Continuous Feedback and Progress Tracking
Business learners expect measurable progress. Schedule regular feedback sessions to review goals, identify gaps, and reinforce what has been learned.
Final Thoughts
Business English is about helping learners communicate confidently and appropriately in professional situations. By combining needs analysis, targeted skills training, and advanced lexis, you can make your lessons highly relevant and impactful.
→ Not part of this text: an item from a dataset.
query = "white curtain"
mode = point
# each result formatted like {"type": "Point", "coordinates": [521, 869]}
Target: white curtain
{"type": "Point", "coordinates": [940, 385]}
Adjust your approach to each learner’s goals, level, and time constraints – and you’ll help them succeed in their professional lives.
2 comments
Etienne
It is true that most native speakers will adapt their language to the person they are trying to communicate with–after all, communicating means making ourselves understood. However, I personally think students need to read and view a wide range of authentic materials. They need to be exposed to as much variety as possible. This is the only way for them to have a comprehensive vocabulary in the type of English that is necessary for their profession. Teaching core business lingo is mandatory; teaching idiomatic business language needs to be encouraged because it is an integral part of the language and relevant to the business world. If the students don’t use the idioms in their own speech but can understand them when used by native speakers, it’s a plus. If they can use them in their own output, well, so much the better!
Suario
Thank you, this is very informational and useful as I teach English to students majoring in Business.